In bow ties and straw hats, more than 300 singers celebrated the 50th anniversary of the Society for the Preservation and Encouragement of Barbershop Quartet Singing in America.

Members of the organization's Salt Lake City and Provo chapters gathered in the Salt Lake City Community High School's auditorium Monday night to sing and honor former Mormon Tabernacle Choir director Jay Welch.Welch was given the "Award of Harmony," and lived up to the honor by entertaining the audience with melodious numbers sung by his own 140-member Jay Welch Chorale.

The anniversary also marked a milestone for Salt Lake barbershoppers who celebrated their birthday after harmonizing together for 35 years, said Hal Birkland, a vice president for the singing group's Western region.

The sweet sounds of the Salt Lake chapter, better known as the "Beehive Statesmen," rang from the auditorium as small groups and large choruses sang old favorites in multipart harmonies.

"It's probably the most fun hobby anybody could have," Birkland said.

Birkland belongs to other clubs that promote community service, "but they don't have as much fun as we do," he said.

The national organization's motto is "We sing that they shall speak," Birkland said.

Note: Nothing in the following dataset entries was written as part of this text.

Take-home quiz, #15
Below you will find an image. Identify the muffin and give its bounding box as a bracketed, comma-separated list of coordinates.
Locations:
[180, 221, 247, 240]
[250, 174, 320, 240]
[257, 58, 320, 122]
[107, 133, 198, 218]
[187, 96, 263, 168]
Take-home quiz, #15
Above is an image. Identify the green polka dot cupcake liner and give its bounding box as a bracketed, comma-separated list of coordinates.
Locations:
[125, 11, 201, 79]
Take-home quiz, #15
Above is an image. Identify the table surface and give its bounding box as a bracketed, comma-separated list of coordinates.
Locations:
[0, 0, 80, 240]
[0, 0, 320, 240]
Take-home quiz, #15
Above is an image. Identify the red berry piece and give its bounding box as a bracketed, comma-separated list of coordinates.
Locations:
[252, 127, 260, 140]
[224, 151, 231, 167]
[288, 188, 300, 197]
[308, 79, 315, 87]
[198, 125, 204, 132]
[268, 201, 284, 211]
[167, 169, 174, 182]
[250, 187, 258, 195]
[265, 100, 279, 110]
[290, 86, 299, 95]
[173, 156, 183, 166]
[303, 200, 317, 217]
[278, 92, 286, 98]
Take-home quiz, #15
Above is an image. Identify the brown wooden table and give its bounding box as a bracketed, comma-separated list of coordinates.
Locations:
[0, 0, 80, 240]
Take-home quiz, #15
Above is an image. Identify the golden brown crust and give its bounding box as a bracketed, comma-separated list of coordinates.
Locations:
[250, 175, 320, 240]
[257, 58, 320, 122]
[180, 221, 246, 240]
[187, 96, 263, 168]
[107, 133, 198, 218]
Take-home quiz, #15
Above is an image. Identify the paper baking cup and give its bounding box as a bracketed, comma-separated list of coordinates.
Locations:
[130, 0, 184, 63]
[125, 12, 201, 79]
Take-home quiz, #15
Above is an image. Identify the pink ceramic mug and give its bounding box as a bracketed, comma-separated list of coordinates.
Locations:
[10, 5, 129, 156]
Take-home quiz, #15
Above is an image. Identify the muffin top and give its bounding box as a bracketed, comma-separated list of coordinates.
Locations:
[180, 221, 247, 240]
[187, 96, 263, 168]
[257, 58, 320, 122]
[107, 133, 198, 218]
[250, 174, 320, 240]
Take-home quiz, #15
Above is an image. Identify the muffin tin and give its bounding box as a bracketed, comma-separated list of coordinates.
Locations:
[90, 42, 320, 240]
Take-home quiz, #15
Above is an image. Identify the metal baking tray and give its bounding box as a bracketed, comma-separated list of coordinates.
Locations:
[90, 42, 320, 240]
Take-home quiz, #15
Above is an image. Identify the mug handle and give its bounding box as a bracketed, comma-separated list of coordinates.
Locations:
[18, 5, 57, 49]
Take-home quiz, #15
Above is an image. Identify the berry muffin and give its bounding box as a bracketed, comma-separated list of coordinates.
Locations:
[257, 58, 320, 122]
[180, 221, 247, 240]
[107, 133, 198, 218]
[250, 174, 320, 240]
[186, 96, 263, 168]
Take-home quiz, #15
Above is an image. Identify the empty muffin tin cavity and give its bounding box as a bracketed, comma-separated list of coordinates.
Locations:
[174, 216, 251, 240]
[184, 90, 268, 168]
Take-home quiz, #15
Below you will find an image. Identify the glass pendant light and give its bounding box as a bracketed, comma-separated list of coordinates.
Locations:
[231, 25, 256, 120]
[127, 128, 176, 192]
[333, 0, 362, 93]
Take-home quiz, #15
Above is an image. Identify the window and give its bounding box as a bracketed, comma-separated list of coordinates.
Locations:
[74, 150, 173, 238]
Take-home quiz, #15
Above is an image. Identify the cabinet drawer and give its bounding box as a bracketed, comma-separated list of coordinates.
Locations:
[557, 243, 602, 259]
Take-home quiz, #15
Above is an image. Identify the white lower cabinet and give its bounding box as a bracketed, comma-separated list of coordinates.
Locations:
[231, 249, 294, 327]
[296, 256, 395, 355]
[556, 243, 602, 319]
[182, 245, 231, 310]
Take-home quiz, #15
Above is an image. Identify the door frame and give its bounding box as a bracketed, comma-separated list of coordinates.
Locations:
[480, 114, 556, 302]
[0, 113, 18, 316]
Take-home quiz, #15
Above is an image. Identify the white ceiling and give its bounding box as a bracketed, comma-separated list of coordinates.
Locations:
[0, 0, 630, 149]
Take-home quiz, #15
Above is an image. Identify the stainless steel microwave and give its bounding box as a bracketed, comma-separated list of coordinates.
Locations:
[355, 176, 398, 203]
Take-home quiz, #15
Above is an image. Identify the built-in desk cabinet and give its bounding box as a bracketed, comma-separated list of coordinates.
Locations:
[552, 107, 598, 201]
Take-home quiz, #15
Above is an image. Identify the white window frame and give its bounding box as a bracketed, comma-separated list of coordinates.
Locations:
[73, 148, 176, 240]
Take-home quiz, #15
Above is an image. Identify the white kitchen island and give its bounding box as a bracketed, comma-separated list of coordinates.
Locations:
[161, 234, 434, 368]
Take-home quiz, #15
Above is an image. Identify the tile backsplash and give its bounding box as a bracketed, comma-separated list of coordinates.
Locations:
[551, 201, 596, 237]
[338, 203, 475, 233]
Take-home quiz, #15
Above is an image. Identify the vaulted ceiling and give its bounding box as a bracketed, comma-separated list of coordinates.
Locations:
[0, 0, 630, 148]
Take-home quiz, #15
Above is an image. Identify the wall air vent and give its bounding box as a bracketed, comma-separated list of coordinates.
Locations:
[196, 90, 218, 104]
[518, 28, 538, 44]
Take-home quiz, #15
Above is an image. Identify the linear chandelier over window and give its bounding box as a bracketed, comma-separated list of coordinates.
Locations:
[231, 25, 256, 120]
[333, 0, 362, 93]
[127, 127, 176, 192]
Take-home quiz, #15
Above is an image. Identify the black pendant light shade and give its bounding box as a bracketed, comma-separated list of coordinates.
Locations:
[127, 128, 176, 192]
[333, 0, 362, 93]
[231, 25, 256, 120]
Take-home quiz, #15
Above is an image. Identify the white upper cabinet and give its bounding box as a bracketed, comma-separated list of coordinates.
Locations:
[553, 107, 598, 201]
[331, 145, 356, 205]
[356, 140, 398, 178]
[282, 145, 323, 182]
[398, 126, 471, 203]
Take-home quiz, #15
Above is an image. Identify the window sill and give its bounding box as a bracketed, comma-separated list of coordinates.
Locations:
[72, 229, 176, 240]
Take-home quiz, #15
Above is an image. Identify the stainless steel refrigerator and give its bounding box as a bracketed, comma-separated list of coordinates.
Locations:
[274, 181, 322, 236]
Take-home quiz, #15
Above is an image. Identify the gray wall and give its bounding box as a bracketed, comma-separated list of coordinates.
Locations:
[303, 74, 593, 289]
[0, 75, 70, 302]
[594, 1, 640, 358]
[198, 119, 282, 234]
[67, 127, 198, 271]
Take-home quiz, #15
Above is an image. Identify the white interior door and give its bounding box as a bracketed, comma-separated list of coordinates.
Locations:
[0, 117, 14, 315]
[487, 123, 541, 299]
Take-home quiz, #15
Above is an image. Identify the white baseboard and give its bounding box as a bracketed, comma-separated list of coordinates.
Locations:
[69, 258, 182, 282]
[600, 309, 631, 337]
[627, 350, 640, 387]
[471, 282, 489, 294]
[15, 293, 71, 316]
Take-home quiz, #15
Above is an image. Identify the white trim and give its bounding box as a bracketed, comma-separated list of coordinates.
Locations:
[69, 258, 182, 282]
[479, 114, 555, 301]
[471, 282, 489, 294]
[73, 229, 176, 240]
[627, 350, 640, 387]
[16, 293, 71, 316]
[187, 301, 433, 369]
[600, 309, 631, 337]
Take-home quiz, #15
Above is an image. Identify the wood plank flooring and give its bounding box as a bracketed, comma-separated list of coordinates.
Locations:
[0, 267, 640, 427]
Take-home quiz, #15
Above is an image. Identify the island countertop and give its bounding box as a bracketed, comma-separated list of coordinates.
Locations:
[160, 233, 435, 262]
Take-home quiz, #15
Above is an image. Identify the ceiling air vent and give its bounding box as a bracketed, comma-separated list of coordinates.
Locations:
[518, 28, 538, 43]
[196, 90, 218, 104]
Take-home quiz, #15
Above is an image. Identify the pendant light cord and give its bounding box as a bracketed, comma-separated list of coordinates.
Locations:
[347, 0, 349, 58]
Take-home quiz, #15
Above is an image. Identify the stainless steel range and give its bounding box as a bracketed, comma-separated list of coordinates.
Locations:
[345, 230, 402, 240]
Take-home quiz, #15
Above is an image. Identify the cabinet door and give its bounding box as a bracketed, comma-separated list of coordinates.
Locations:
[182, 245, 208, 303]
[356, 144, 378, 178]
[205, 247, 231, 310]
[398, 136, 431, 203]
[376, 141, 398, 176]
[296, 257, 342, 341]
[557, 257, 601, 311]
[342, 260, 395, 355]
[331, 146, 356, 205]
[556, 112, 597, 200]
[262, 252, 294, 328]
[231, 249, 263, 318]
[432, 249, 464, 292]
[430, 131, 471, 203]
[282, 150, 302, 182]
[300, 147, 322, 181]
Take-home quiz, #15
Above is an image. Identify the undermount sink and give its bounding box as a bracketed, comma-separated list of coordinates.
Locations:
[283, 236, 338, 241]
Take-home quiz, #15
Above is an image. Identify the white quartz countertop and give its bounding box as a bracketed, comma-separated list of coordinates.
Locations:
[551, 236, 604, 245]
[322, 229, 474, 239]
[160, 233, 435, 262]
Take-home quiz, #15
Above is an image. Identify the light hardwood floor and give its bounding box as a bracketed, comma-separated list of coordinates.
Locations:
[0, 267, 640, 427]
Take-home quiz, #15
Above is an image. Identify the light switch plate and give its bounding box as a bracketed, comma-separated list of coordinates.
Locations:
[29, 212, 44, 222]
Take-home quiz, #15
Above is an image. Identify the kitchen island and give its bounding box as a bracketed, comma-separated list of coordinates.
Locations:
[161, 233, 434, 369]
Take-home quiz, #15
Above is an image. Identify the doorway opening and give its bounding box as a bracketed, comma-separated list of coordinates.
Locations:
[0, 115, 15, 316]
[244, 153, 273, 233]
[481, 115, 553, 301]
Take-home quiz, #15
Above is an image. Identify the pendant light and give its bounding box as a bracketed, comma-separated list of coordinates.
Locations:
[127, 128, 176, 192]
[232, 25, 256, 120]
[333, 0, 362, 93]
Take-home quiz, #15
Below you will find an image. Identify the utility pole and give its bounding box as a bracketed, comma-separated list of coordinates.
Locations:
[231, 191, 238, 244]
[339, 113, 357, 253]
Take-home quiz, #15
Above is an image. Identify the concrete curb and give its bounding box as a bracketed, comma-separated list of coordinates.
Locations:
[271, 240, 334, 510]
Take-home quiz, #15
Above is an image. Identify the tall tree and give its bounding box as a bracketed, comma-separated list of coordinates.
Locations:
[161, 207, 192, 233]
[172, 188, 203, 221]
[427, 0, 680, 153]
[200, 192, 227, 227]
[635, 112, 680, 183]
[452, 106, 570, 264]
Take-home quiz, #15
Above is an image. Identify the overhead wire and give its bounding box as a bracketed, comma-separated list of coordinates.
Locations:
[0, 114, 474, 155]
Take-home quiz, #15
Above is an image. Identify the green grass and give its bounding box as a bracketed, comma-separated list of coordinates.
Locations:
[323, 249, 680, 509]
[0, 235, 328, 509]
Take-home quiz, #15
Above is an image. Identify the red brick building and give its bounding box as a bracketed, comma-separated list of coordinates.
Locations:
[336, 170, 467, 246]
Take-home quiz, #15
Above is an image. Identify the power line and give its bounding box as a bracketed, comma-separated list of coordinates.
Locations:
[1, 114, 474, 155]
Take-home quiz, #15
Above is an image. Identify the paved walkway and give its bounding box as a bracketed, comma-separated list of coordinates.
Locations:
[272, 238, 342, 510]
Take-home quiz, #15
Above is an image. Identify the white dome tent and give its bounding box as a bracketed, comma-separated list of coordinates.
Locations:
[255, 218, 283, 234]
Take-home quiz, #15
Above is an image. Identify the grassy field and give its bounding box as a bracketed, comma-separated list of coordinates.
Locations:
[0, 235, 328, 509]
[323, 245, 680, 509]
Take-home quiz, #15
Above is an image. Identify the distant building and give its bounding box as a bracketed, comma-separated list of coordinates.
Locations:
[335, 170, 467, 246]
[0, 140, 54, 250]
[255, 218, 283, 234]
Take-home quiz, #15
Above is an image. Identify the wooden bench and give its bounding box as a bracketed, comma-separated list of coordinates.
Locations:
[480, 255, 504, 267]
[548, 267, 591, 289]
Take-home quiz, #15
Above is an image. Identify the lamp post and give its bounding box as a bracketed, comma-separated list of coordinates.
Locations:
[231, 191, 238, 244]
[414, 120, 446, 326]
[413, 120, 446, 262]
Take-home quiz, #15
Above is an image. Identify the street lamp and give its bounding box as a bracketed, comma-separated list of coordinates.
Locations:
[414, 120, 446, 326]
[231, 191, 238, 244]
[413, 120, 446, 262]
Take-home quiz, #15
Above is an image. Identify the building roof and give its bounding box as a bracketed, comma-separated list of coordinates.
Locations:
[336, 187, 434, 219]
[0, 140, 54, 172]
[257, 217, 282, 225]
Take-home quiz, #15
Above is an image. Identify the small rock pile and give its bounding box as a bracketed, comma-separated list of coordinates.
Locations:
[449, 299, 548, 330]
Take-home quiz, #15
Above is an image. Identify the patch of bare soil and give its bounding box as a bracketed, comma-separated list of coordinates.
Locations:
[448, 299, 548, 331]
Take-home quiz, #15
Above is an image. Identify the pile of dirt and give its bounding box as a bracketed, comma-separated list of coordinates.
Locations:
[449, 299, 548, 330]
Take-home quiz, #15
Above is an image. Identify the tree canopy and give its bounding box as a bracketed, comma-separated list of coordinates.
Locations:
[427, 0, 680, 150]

The group fulfills the creed by raising millions of dollars for the Logopedics Foundation, which searches for cures for speech impediments.

In addition to renditions sung by the Jay Welch Chorale, barbershop quartet enthusiasts heard from the groups "Salt City Transfer" and "One More Time."

Gov. Norm Bangerter also spoke to the group, telling them his high school chorus teacher advised he not pursue a career in singing. The governor told the crowd he opted for politics instead.